A Roeland Park woman killed this week in a crash on I-70 near Bonner Springs is being remembered as a dedicated family member and person who spent her professional life serving others.
Gretchen Gosch, 33, died after the Ford Focus she was driving on I-70 Monday morning struck an abandoned truck on the shoulder of the highway, according to a Kansas Highway Patrol crash log.
The accident occurred at 7:30 a.m. on the westbound side of the highway near mile marker 224.
The Highway Patrol’s crash report says Gosch’s Ford Focus lost control on “snow/ice-packed roads” and struck the rear of an unoccupied Chevy Tahoe that was sitting on the side of the highway.
The crash report says Gosch was wearing a seatbelt. She was the only person involved in the wreck.
Serving others
According to an obituary posted by Amos Family Funeral Home in Prairie Village, Gosch and her sister were raised by their mother in Overland Park.

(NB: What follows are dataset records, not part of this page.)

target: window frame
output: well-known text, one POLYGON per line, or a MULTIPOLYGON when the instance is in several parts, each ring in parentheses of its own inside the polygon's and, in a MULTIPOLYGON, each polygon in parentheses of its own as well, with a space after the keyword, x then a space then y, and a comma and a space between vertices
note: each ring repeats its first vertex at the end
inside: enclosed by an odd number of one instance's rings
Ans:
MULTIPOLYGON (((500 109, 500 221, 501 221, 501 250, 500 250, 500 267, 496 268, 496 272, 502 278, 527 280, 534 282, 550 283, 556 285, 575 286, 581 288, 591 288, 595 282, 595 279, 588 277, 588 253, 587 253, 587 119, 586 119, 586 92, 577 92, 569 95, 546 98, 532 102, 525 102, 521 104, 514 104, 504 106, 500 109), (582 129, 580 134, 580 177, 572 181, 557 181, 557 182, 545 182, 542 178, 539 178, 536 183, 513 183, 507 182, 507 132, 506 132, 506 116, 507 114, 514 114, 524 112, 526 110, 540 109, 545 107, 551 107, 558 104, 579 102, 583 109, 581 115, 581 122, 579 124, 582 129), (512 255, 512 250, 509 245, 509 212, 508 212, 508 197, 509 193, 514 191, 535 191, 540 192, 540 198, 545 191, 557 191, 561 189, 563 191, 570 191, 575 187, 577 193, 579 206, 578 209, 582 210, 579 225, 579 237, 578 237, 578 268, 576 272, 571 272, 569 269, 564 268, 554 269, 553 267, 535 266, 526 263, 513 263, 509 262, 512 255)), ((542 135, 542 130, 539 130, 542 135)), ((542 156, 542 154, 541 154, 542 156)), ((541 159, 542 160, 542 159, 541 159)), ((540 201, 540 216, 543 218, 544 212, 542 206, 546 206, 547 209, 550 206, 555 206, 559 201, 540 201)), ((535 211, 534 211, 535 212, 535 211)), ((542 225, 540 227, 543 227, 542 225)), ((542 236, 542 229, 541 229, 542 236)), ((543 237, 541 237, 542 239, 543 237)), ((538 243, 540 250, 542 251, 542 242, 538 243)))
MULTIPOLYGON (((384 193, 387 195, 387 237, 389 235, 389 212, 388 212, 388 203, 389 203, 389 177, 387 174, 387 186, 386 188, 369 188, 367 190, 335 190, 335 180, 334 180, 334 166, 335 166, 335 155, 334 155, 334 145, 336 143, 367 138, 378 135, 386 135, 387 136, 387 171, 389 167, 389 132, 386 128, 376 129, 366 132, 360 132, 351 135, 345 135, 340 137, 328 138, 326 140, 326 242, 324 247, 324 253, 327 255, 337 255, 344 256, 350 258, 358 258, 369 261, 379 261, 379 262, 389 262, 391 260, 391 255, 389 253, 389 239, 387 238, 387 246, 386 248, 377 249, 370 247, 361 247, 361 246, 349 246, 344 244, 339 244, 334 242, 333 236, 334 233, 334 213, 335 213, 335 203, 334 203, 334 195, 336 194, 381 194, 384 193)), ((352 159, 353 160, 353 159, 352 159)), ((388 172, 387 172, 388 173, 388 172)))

She graduated from Blue Valley North High School and went on to earn a bachelor’s degree in social work from Kansas State University and a Master’s in Social Work from Washburn University.
She later took a job as a social worker at Research Medical Center in Kansas City, Missouri, and more recently had been a family services coordinator for Midwest Transplant Network, a federally certified organ procurement organization based in Westwood.
In a professional life dedicated to serving others, her obituary says, Gosch “left a sense of peace and warmth with whomever she was working with each day.”
“Gretchen had an extraordinary way of making every person she came across feel seen and special,” the obituary says. “She was a unique blend of empathy, compassion, generosity, spunk, and sassiness. Her smile and laugh were contagious and her personality would light up an entire room.”
Tight-knit family
Gosch’s cousin Jessica Roederer says Gosch was a “beautiful and bright soul,” part of a tight-knit extended family that would often spend holidays and other special occasions together.
“All of us cousins would sit at the ‘kid table’ at any holiday or family function over at my grandparents and knowing she won’t be there anymore it just won’t be the same,” Roederer told the Post.
“If you were to ask someone to describe Gretchen, they would use words like bubbly, energetic, kind and so loving. Most importantly she loved her family. She will never be forgotten but will be so missed by all the hearts she touched.”
According to her obituary, Gosch is survived by her mother, Susan, sister Erin, sister-in-law Lisa Clinton and boyfriend Kevin Brennan, along with her grandfather Lawrence Roederer and numerous aunts, uncles, cousins, nieces and nephews.
In lieu of flowers, Gosch’s family says donations can be made in her honor to Wayside Waifs, The Humane Society, and Midwest Transplant Network, which can be made at her obituary page here.